Campbell is in line to be the first — of many, the Red Sox hope — to crack the big league roster. He’s in competition for the second-base job this spring, a testament to the organization’s belief in him. If he wins it, Bregman will play third and Devers — who has received MVP votes five of the past six years and signed a franchise-record $313.5 million contract — will move to designated hitter, a role he said unequivocally he doesn’t want to play.

The Red Sox see Campbell as worth the potential drama. Perhaps it’s a function of five playoff-free seasons in six years since their 2018 World Series title, but it’s likely simpler: Campbell is too good to keep down. Mayer and Anthony won’t be far behind. The competition fostered in Cage 4 — and the work ethic it demands — isn’t going anywhere.

Even before Campbell’s arrival, Mayer and Anthony had grown close through late-night, postgame hitting sessions. Both have beautiful left-handed swings, more traditional than Campbell’s in which he waggles the bat, pointing it almost directly toward the sky at the swing’s launch point. Starting from a better place than Campbell hasn’t kept either from reaping the benefits of Boston’s program.

“I don’t know if I’m hitting the ball harder because it’s necessarily bat speed or because I’m working in the gym, but both together could only help,” Mayer said. “So over the years, I feel like I’m hitting it harder, I’m moving the bat quicker. I have a better understanding of my swing. So all those things tie in and play a big role and lead to success.”

Knowing which prospects will find major league success is impossible, though in an era defined by objective data, the misses aren’t nearly as frequent. There was no bat-speed data when Eric Hosmer, Mike Moustakas and Wil Myers were all top-10 prospects for Kansas City in 2010. Trajekt was a dream machine when Arizona had Justin Upton, Chris Young and Carlos Gonzalez in 2007. Exit velocity was the domain of rocket ships in 2004 when Rickie Weeks, Prince Fielder and J.J. Hardy were coming through the Milwaukee system.

It’s a whole new baseball world, and it is on full display in Cage 4, where Campbell, Mayer and Anthony have spent so much time working with their instructors that they joke that Soteropulos might as well sleep there.
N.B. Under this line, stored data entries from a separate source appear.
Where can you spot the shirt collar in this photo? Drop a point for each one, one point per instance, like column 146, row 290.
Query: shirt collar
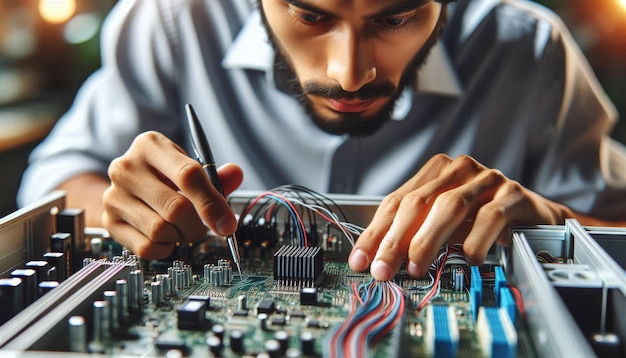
column 251, row 49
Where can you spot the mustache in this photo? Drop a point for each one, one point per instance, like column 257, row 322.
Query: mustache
column 366, row 92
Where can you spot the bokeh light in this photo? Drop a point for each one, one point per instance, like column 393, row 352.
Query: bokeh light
column 57, row 11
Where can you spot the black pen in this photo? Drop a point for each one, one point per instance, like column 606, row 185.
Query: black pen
column 205, row 157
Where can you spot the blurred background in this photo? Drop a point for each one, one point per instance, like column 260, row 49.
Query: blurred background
column 49, row 47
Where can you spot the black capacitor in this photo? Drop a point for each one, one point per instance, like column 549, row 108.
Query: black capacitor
column 72, row 221
column 191, row 315
column 307, row 342
column 45, row 287
column 215, row 345
column 29, row 278
column 11, row 298
column 41, row 267
column 236, row 341
column 218, row 331
column 273, row 349
column 282, row 337
column 57, row 263
column 62, row 242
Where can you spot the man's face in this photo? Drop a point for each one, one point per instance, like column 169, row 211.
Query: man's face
column 350, row 59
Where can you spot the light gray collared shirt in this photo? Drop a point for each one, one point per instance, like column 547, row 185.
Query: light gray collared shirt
column 506, row 85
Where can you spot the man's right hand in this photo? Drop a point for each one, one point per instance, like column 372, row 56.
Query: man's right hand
column 159, row 196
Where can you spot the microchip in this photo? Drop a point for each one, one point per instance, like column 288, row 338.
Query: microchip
column 165, row 345
column 308, row 296
column 192, row 315
column 266, row 306
column 278, row 321
column 313, row 323
column 298, row 315
column 240, row 313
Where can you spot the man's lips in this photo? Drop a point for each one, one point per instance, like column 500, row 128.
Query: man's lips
column 350, row 106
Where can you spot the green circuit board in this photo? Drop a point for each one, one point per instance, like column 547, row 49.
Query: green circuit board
column 157, row 330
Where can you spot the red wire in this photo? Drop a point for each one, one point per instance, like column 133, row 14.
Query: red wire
column 518, row 299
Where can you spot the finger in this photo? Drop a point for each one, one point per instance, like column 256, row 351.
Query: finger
column 231, row 176
column 510, row 205
column 369, row 240
column 446, row 215
column 366, row 246
column 154, row 208
column 189, row 177
column 395, row 243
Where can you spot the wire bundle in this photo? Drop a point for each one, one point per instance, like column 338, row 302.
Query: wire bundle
column 446, row 253
column 376, row 308
column 300, row 203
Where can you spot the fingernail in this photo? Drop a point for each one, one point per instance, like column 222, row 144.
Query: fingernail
column 380, row 270
column 414, row 270
column 223, row 226
column 358, row 260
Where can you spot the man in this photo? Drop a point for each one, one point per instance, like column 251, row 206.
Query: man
column 329, row 98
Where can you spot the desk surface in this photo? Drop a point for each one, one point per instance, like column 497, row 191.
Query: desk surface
column 24, row 125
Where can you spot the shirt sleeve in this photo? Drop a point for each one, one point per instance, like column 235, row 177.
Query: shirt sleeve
column 134, row 91
column 578, row 164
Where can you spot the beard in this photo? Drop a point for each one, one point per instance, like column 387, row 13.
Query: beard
column 352, row 124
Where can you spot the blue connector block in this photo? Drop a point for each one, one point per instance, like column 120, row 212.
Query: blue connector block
column 507, row 301
column 499, row 338
column 476, row 291
column 446, row 332
column 500, row 281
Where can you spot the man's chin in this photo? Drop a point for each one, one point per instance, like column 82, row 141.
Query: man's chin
column 352, row 124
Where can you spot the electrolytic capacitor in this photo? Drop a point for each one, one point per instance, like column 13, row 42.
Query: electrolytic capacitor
column 307, row 342
column 29, row 282
column 112, row 299
column 215, row 346
column 157, row 293
column 77, row 337
column 101, row 326
column 236, row 341
column 272, row 347
column 11, row 298
column 121, row 287
column 282, row 337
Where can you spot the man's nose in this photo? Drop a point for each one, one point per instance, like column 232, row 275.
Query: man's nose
column 350, row 61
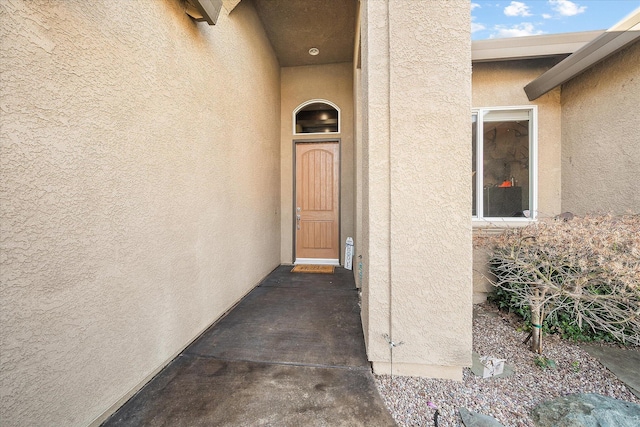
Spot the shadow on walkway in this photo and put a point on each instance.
(291, 353)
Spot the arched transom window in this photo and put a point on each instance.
(316, 116)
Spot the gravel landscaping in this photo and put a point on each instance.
(511, 399)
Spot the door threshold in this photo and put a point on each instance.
(317, 261)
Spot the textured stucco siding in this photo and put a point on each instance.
(334, 83)
(601, 137)
(500, 84)
(140, 188)
(417, 78)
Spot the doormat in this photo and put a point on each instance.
(306, 268)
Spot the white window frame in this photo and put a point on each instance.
(316, 101)
(479, 220)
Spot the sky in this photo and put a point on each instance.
(498, 19)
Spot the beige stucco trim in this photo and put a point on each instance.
(419, 370)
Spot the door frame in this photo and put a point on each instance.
(293, 205)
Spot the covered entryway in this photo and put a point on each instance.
(317, 195)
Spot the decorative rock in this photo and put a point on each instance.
(473, 419)
(588, 410)
(478, 368)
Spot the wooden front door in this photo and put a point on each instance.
(317, 202)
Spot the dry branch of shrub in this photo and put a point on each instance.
(589, 267)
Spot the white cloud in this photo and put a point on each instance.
(517, 8)
(520, 30)
(477, 27)
(566, 7)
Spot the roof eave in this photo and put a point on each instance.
(618, 37)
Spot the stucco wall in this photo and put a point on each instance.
(417, 82)
(500, 84)
(601, 137)
(333, 82)
(140, 183)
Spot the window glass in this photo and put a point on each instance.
(505, 144)
(317, 117)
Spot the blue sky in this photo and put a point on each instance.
(496, 19)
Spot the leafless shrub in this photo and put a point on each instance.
(588, 266)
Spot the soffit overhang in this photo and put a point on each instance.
(611, 41)
(295, 26)
(530, 47)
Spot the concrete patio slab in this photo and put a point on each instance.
(291, 353)
(205, 392)
(623, 363)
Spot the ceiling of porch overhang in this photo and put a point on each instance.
(295, 26)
“It’s pretty cool to think about how many spring trainings we’ve been in there,” Anthony said. “Looking back at it and being on the big league side, just appreciating guys like John and guys on the minor league side that take so much time out of their days to get us better.”

For all the struggles hitters around baseball have faced, the Red Sox believe in their system — and in this first generation that will serve as a litmus test to its efficacy.

“I’m committed to the game,” Campbell said. “I want to be the best player I can be every day. I want to bring whatever I can to Boston. Once I knew they drafted me, I was like, ‘That’s the team I’m going to debut with. That’s the team I’m going to play with. I want to play with the team for a long time.’ I just knew that I’m going to give all I have to this team that took a chance on me. I’m going to make sure it’s worth it for them and me.”